Summer of Code 2008

From XiphWiki
Jump to navigation Jump to search

This is our ideas page for Google Summer of Code projects with and Annodex. The two projects participate jointly this year under Xiph's name.

Students please use the template at Summer of Code Applications when applying for a GSoC position.

Mentors please visit Summer of Code Mentoring and help us prepare our application as a mentoring organization.

Current Ideas

We need a primary and backup mentor volunteer for any project that is to become an official proposal, but submit something and we'll see who we can round up. :)

Project ideas go here

  • Transcode/Tag/Upload tool for Theora et al. (ideally as a firefox extension so web cms integration is easy) OggPusher details below:
  • Theora encoding support in GIMP
  • Cross-platform qt4 wrapper around Xiph encoders. A do-it-all encoder in one simple GUI, possibly drag&drop a la OggDropXPd. This would make it tremendously easy for end-users to encode Theora et al
  • Theora Java port directly (semi)automatically derived from the reference sources
  • Optimisations for Oggenc and Co. as done by Lancer ( which gives around 3x more speed. If one fears quality lose, make it ./configure option. Lancers diffs only work for Windows.
The last statement shows why this is a bad idea.
  • Speex support in IceS
  • Better stream source gui for dvswitch
  • XSPF support in ogg123 and oggenc (playlist creation)
  • Initial support for OggPCM in some of our tools
  • OggMNG tools
Is this really necessary? I mean, OggMNG seems to have gone nowhere and serve no niche.--Ivo
We still keep getting asked for a format where speex and images together make up a movie.--Silvia
  • ROE implementation for network: using ROE in a client-server negotiation to dynamically request a specific multi-track ogg file using skeleton (Silvia)
  • create Ogg caption support for vlc using CMML
  • ffmpeg improvements for Xiph codecs:
    • add Speex support
    • add Ogg Skeleton support
    • fix seeking bugs involving Ogg Theora
    • fix bugs in Ogg Theora decoder
    • improve ogg muxer
  • Ogg Cutter, a GUI to cut out segments from Ogg Videos, this could be based on oggz-chop (part of oggz-tools) or done with Gstreamer (starting with
  • Improve Xiph QuickTime Components:
    • add Ogg Skeleton support (would make XiphQT able to properly play streams served with mod_annodex)
    • add FLAC and Speex encoding support
    • improve user interface of the Ogg exporter
    • add AudioFile components supporting Ogg and FLAC files (to make XiphQT available to applications using only CoreAudio without QuickTime)
  • Portable oggenc2 --Fp 02:26, 14 May 2008 (PDT)
    • oggenc2 is a fork of oggenc available for the Win32 platform. Sources are available under the GPL. Unfortunately it does not compile under POSIX systems. Oggenc2 has a lot of features and bug fixes over oggenc, e.g.:
      • use of libsamplerate for resampling, giving a higher quality;
      • support of 32 bit and floating point WAV format for input;
    • this project should port all the improvements in oggenc2 to oggenc. Note that the two projects are diverged somewhat and so oggenc may have some other features that oggenc2 have not, so a straight port of oggenc2 to POSIX could not be the right approach. The best way is to get the source of all versions of oggenc2, do a diff between them and try to apply in oggenc.

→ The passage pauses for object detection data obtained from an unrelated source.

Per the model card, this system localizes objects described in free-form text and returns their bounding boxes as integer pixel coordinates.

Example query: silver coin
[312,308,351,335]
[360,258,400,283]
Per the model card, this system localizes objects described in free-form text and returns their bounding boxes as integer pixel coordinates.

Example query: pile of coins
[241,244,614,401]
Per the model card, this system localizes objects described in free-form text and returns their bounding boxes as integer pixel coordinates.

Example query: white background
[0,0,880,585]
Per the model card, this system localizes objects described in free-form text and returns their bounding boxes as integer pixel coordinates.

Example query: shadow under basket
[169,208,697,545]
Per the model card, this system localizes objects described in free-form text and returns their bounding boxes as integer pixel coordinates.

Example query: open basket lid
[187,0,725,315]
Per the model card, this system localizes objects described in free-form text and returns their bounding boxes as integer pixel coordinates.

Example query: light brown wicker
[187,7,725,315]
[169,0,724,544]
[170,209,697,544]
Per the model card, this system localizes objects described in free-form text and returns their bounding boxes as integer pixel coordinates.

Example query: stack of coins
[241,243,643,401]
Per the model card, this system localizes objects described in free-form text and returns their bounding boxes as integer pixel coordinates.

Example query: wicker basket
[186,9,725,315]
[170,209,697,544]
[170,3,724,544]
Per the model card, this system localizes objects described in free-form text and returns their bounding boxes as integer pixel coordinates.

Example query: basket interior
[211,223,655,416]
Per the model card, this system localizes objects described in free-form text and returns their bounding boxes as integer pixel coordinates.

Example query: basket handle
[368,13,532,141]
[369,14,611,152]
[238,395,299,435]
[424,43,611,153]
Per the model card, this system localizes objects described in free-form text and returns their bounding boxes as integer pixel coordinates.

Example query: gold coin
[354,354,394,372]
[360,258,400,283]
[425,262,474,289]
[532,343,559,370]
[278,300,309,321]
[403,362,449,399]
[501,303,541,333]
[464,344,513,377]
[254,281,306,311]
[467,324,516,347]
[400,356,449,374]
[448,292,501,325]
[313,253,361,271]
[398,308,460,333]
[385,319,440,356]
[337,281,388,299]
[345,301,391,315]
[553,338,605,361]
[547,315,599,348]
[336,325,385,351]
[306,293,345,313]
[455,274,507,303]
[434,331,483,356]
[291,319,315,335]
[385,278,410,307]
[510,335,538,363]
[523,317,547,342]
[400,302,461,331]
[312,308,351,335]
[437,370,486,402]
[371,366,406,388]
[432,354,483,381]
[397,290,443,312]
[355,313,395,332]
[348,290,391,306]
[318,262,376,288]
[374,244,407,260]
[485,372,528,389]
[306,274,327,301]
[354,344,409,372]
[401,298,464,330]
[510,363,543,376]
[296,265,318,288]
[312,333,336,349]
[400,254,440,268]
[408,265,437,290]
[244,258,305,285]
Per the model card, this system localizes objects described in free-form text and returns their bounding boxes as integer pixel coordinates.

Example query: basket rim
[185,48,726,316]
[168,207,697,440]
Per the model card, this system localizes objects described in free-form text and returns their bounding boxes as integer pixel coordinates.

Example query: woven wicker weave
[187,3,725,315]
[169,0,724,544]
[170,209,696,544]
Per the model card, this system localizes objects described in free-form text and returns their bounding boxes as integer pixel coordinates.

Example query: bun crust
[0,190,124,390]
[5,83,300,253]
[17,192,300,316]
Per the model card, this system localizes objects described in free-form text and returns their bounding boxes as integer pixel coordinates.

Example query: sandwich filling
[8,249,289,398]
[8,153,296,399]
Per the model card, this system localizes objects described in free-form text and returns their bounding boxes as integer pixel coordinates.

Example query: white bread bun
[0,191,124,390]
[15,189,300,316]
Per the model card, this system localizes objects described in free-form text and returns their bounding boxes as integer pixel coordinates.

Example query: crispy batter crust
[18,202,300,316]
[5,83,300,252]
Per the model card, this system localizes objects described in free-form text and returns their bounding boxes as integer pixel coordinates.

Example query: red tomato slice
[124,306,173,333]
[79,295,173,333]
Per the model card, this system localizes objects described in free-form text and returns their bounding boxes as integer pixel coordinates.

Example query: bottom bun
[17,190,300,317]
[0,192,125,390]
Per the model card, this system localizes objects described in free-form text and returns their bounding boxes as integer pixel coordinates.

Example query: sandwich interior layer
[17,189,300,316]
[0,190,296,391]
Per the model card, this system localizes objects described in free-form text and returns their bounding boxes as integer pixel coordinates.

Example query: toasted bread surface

Detailed Project Description

Mv_Embed: Accessibility and [re]usability:

Mentor: Michael Dale, Anna (EngageMedia)
Existing Feature Set: Mv_Embed is an existing javascript library that takes html5 <video> tag and rewrites the video tag for to support in-page ogg theora playback in contemporary browsers. MV_embed supports may browsers and plugins including: native browser support such as firefox 3 video builds, oggplay plugin for firefox2 in win, mac, linux ; VLC activX/plugin for win IE, firefox, and mac, linux firefox; mplayer & totem for linux; and java cortado for microsoft, sun, apple java VM for IE, firefox & safari. Mv_embed maps all these plugin javascript systems to a ~near~ html5 spec api enabling web application developers to take advantage of a uniform javascript API for video control and interaction without having to worry about the underling plugin systems. Mv_Embed is used as part of the metavidWiki Project (screen cast).

Proposed Development: Mv_Embed will be enhanced around two goals integration into prominent open source Content Management Systems and better accessibility of close captions and associative video metadata.

Mv_Embed will integrate into existing CMS video extensions for quick "one-off" ogg theora support.

  • FilmForge (Drupal)
  • ShowInABox (Wordpress)
  • Plumi (Plone)

Additional server side components like transcoding to theora, generating thumbnails, and exporting metadata will also be developed. Where time / resources permit server side hooks into ffmepg2theora (for transcoding) and mplayer (for generating thumbnails) will be developed for the CMS systems as well. As OggPusher matures simple hooks will be added to the CMS's to support direct ogg theora clip uploads.

Accessibility & CMML Accessible components of mv_embed consist of obtaining the metadata and putting it into the dom as a child of the video element. Mv_Embed will offer a reference javascript interface for client interactions with that metadata. The metadata will be structured in Continues Media Markup Language (CMML). CMML is a part of the annodex technology set and can either be muxed into the ogg stream or be requested separately via XML. Mv_Embed will negotiate a transport method for the metadata that will work for the given plugin type.(Currently only oggplay plugin supports ogg-skeleton and exposing muxed CMML tracks in the ogg stream).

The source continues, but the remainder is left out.